Vivian Tu, known as “Your Rich BFF,” believes that certain financial advice traditionally given to younger generations is often ignored by millennials and Gen Z. They see this advice as outdated, less effective, or no longer applicable in the modern era. One piece of advice that falls on deaf ears is getting a second job to pay down debt.
Debt burdens are common among younger generations, with Gen Z owing an average of $9,593 and millennials owing an average of $78,396. However, many younger workers feel this advice is unfeasible due to the high cost of living and current economic conditions. Inflation has significantly increased over the past 20 years, making living expenses much higher than for previous generations.
Another tip that is often dismissed is cutting out dining expenses entirely to save money.
Younger generations redefine financial advice
Millennials and Gen Z see dining out as one of their few pleasures and are reluctant to eliminate it completely.
The average person spends nearly $4,000 annually on dining out, but younger generations prefer to budget for it as a way to balance financial responsibilities and personal enjoyment. The idea of staying loyal to one employer is also less resonant with younger generations. Tu says, “Being loyal doesn’t pay.” Many younger workers believe changing jobs can lead to better financial opportunities and career growth compared to staying with one employer long-term.
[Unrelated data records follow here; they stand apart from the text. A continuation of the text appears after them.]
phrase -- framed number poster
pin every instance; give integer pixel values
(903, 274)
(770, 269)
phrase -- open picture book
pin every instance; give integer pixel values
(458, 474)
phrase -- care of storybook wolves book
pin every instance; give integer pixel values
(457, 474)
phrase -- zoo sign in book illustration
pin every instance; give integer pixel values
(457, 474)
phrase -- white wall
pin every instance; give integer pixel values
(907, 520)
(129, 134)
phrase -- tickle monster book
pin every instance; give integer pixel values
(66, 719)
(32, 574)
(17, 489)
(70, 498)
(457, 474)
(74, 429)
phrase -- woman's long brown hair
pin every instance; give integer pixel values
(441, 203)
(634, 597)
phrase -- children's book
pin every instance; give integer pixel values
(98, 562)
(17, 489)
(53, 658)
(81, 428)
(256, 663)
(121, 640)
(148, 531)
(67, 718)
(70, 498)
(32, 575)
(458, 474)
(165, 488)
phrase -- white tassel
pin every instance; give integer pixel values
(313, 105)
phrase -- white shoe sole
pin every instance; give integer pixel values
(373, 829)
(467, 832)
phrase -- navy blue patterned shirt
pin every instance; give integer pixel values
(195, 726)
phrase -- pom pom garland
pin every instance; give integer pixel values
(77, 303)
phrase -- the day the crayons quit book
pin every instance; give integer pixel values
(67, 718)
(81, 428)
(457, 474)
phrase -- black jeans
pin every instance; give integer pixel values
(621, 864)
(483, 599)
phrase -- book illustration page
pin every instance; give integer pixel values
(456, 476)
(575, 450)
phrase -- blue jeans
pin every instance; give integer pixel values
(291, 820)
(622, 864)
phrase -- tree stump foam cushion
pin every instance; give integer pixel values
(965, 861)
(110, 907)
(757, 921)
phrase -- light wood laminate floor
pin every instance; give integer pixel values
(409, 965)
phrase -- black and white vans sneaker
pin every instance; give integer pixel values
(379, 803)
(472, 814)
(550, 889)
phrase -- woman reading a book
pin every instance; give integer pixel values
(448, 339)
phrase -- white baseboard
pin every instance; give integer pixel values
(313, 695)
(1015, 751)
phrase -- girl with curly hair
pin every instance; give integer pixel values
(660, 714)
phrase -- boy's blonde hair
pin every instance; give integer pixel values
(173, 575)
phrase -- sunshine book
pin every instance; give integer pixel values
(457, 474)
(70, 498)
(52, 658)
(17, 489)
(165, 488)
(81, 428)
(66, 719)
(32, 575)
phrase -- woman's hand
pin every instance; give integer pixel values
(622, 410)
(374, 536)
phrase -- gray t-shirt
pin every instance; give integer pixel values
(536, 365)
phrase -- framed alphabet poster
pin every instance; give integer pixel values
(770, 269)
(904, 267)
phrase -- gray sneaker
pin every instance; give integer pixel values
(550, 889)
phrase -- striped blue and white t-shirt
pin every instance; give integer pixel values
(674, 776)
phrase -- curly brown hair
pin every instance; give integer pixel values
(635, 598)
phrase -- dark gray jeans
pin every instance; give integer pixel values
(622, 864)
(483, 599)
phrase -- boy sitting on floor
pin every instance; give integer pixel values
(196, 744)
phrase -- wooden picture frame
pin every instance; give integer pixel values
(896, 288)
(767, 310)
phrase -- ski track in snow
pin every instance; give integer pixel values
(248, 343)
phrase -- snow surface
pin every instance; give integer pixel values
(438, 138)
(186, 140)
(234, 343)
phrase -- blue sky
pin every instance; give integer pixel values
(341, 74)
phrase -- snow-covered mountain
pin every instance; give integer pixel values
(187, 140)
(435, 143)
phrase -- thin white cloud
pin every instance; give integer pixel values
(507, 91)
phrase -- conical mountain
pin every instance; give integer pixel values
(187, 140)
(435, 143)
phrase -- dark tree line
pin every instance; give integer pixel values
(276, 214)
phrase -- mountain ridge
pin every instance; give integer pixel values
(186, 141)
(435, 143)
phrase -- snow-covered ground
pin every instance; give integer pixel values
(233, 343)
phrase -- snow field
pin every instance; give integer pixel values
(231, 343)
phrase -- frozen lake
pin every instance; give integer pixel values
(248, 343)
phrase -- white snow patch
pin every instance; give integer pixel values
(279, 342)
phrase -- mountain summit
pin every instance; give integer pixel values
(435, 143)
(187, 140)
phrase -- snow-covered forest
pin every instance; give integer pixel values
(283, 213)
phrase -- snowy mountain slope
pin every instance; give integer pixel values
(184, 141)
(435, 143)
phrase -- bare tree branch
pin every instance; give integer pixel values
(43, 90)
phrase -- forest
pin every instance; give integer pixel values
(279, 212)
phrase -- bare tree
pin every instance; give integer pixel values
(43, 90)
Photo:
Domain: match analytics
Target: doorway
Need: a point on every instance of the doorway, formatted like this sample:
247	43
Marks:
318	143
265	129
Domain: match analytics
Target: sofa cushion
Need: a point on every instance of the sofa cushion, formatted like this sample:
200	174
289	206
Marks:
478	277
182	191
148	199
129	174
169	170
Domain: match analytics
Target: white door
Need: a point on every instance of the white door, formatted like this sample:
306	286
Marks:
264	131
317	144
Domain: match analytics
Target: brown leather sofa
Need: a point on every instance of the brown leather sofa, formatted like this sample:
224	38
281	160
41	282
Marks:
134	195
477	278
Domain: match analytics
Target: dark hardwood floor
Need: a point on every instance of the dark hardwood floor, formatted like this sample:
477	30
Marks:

The perception of debt is evolving among millennials and Gen Z as well. Tu notes, “When we lend money to poor people, we call it debt; when we lend money to rich people, we call it leverage.” Debt is increasingly seen as a financial tool rather than inherently good or bad. When properly managed, it can help individuals achieve significant milestones like homeownership or business expansion.
The focus is on strategically taking on and repaying debt to achieve financial goals, rather than avoiding it altogether.